The shooting began at 3:56 p.m. Pacific Time, or four minutes before ABC, CBS and NBC went off the air in the Eastern and Central Time Zones. The regular anchors, Peter Jennings, Dan Rather and Tom Brokaw were all in San Francisco for the Democratic National Convention, and that was the day Geraldine Ferraro was revealed as Walter Mondale’s running mate. Most of that night was dedicated to the DNC and Ferraro’s background.
Unfortunately, in 1984, there wasn’t the 24-hour news cycle as we have now. CNN came on the air in 1984, but my parents hardly ever watched. Fox News and MSNBC weren’t even pipe dreams.
Cable in 1984 was a far cry from what it is today. I recall we had HBO, Showtime, ESPN, USA,, CNN, The Weather Channel, TBS, WGN and WOR out of New York. Heaven for a kid not yet eight.

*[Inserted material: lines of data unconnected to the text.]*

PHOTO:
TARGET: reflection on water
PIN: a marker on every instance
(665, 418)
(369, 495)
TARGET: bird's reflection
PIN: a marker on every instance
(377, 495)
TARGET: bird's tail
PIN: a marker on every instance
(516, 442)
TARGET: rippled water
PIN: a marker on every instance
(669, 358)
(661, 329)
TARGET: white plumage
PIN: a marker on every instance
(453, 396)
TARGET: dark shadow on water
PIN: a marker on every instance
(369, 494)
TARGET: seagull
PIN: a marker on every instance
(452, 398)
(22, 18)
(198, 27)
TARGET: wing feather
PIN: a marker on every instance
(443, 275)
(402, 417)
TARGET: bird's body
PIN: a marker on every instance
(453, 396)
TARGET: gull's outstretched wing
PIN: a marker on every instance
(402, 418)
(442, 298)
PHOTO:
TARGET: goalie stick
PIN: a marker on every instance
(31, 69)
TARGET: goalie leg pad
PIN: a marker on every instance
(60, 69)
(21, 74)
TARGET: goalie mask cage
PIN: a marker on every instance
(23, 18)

The 6 p.m. local newscasts in New Orleans were mostly dedicated that night to the continuing financial problems of the 1984 World’s Fair, officially the Louisiana World Exposition, which opened two months earlier along the Mississippi River, at the opposite end of Poydras Street from the Louisiana Superdome. The sports broadcast focused on the Saints beginning training camp in Vero Beach,, Florida. The weather forecast: hot and humid, but the tropics were dead calm.
I wasn’t old enough to stay up and watch the 10 p.m. news, so I had to wait until the morning news the next day to find out what happened. It was so tragic it bumped the end of the DNC as the lead story on the CBS Evening News.
Had the McDonald’s massacre occurred in 2004 instead of 1984, we would have found out in minutes, due to the presence of Fox News and MSNBC in addition to CNN, plus the Internet and all its outlets. I can’t imagine what it would have been like had there been serious lag time between the 9/11 attacks and the first broadcast reports. Then again, (a) those happened in the morning, and (b) they came in New York City, where all the networks have their news headquarters. I’m sure there might have been a little lag had those occurred in the 1980s, but not much.